Periodic and Aperiodic directed graphs

Question

I am a bit confused on how to distinguish a directed graph to be aperiodic or periodic. Wikipedia says this about aperiodic graphs:

'In the mathematical area of graph theory, a directed graph is said to be aperiodic if there is no integer k > 1 that divides the length of every cycle of the graph.'

For example is the graph below aperiodic or periodic. I believe the graph is not periodic but by wikipedia's definition it is periodic since integer k = 2 divides all cycles in the graph (AC and ACDB)

It would be great if someone could provide a method to distinguish if a graph is aperiodic or periodic. Maybe provide some examples of periodic and aperiodic graphs to help explain.

Thank you.

Answer 1

Here's a short python implementation based on Networkx, for finding wether a graph is periodic:

import networkx as nx
from math import gcd
from functools import reduce

G = nx.DiGraph()
G.add_edges_from([('A', 'C'), ('C', 'D'), ('D', 'B'), ('B', 'A'), ('C', 'A')])
cycles = list(nx.algorithms.cycles.simple_cycles(G))
cycles_sizes = [len(c) for c in cycles]
cycles_gcd = reduce(gcd, cycles_sizes)
is_periodic = cycles_gcd > 1
print("is_periodic: {}".format(is_periodic))

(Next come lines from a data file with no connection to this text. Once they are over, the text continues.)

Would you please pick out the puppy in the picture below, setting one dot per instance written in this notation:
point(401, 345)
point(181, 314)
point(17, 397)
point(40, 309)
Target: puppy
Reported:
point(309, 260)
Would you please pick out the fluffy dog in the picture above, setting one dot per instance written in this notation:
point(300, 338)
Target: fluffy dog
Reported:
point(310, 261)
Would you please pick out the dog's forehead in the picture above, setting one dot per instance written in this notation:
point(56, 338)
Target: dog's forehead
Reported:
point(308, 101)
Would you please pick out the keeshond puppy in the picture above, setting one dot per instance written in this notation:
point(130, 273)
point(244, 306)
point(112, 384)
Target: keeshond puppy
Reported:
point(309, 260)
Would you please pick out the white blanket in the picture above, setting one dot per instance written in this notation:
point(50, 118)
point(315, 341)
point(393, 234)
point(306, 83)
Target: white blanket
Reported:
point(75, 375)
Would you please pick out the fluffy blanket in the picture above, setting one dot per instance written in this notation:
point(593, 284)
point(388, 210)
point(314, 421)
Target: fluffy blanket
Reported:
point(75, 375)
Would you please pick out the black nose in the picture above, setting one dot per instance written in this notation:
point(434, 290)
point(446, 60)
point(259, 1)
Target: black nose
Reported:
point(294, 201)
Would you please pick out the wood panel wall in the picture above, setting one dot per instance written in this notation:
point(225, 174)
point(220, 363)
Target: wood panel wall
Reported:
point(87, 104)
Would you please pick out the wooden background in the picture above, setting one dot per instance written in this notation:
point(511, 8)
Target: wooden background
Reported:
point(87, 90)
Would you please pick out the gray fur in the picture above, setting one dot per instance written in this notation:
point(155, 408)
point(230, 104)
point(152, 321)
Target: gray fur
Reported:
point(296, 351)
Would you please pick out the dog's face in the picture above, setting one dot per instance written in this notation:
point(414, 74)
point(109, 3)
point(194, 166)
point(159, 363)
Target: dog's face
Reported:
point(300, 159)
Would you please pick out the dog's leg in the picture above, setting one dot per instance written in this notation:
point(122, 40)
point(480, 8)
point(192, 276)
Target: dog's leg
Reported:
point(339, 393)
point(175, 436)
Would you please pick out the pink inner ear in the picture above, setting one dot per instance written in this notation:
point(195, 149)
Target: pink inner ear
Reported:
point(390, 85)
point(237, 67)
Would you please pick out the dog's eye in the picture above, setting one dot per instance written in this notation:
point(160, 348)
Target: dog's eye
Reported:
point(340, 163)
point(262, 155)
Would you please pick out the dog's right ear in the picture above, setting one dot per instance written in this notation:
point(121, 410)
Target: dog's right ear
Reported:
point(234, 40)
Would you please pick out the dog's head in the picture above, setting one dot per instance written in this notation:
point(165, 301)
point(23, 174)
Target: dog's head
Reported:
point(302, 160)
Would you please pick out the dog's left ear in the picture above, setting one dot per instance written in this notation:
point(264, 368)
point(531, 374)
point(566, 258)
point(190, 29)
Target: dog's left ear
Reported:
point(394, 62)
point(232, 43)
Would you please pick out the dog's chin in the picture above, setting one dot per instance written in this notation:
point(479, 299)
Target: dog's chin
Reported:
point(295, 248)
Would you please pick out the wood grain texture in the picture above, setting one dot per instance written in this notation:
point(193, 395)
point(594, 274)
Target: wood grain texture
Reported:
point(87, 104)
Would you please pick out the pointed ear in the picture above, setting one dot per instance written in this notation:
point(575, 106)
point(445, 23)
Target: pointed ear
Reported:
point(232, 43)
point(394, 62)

The code does the following:

• Build the graph from your example (by specifying the edges).
• List all cycles (AC and ACDB).
• List all cycles sizes [2, 4].
• Find greatest common denominator (GCD).
• If GCD is 1 it means the graph is aperiodic, otherwise it's periodic by definition.

The graph you have given above in not aperiodic as it has the period of 2. (i.e. every node can return to itself in multiples of 2 steps)

You can play with different examples to get better intuition, and also visualize your graph by adding:

import matplotlib.pyplot as plt
nx.draw_networkx(G, with_labels=True)
plt.show()